The S&P/ASX 200 (Index: ^AXJO) (ASX: XJO) closed down 0.5% today, driven in part by falls in the big four banks.

Westpac Banking Corp (ASX: WBC) lost 3.9% or $1.37 to close at $33.47, after going ex-dividend. The banks declared a 92 cent full franked dividend for the second half of the 2014 financial year, which investors will receive in their bank accounts on 19 December 2014, just in time for Christmas.

But Westpac wasn’t alone in being sold off.

Australia and New Zealand Banking Group (ASX: ANZ) dropped 1.1% to $32.52, while National Australia Bank (ASX: NAB) fell 0.7% to $32.98. Commonwealth Bank of Australia (ASX: CBA) saw its shares down 0.2% to $82.56.

And it seems there may be several reasons for the bank sell off, despite news out today that investment property lending surged in September.
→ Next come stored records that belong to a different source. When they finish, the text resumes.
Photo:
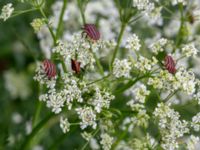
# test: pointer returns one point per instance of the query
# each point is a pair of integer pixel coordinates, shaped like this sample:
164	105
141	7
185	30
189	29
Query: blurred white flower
133	43
64	124
106	141
17	84
189	50
6	11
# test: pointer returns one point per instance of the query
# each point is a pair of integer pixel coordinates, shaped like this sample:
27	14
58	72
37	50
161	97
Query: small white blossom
64	124
87	116
191	143
171	127
121	68
106	141
189	50
144	64
55	101
175	2
145	143
101	99
7	11
42	78
143	5
37	24
133	43
196	122
141	93
159	45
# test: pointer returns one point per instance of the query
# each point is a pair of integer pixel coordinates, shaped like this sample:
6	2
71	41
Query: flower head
7	11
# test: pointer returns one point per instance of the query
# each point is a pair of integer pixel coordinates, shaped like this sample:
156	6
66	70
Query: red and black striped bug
170	64
91	31
49	68
76	66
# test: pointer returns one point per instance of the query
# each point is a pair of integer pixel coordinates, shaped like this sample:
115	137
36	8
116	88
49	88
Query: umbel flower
7	11
170	64
91	32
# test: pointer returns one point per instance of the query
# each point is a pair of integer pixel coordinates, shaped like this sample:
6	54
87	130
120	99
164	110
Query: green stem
37	113
101	71
61	18
50	29
80	5
23	12
123	26
129	84
37	128
53	35
179	36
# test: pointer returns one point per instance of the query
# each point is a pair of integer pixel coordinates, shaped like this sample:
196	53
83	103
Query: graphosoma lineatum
91	31
49	68
170	65
76	66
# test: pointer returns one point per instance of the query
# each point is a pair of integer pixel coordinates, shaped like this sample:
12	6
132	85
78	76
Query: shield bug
170	64
91	31
49	68
76	66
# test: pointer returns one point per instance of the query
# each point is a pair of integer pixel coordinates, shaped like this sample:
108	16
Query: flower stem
50	29
85	146
37	128
129	84
123	26
61	18
80	5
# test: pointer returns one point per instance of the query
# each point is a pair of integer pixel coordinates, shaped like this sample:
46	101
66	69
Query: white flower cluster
64	124
171	127
42	78
189	50
72	89
154	17
78	48
143	5
186	80
145	143
175	2
106	141
196	122
144	64
133	43
6	11
183	79
101	99
57	99
87	116
141	93
37	24
159	45
121	68
164	80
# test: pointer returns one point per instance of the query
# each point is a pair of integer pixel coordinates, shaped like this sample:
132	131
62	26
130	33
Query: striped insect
91	31
76	66
49	68
170	64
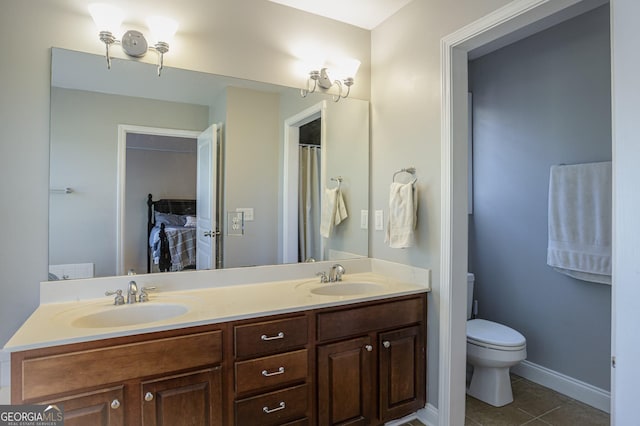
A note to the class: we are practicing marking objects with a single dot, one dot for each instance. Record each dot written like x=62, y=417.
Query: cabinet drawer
x=50, y=375
x=270, y=336
x=350, y=322
x=273, y=408
x=271, y=371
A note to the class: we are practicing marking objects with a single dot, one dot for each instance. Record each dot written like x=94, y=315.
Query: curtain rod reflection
x=66, y=190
Or maybe the banks were sold off because of that. Maybe investors are waking up to the fact that the big four banks, with their 80% plus share of Australia’s mortgage market, may be too heavily exposed to a potential fall in property prices.

The Australia Bureau of Statistics (ABS) noted that new lending for investment properties rose 3.7% in September, compared to August, but overall new home loans slumped 0.7%.

It adds further weight to calls from the market for the Reserve Bank of Australia to impose stronger lending criteria on the big four banks, at a time when the final report from the Financial System Inquiry is due to be released.

Many commentators expect the inquiry to recommend changes to the financial system that could see the big four banks required to hold billions in additional equity capital. There have also been concerns raised over their domination of Australia’s superannuation system and the financial planning industry.

It could be that several investors have jumped out of the banks, in time to pick up shares in the initial public offering by health insurer Medibank Private. The IPO offer period closes this Friday.

But maybe, just maybe, investors are realising how leveraged the banks are to our property market.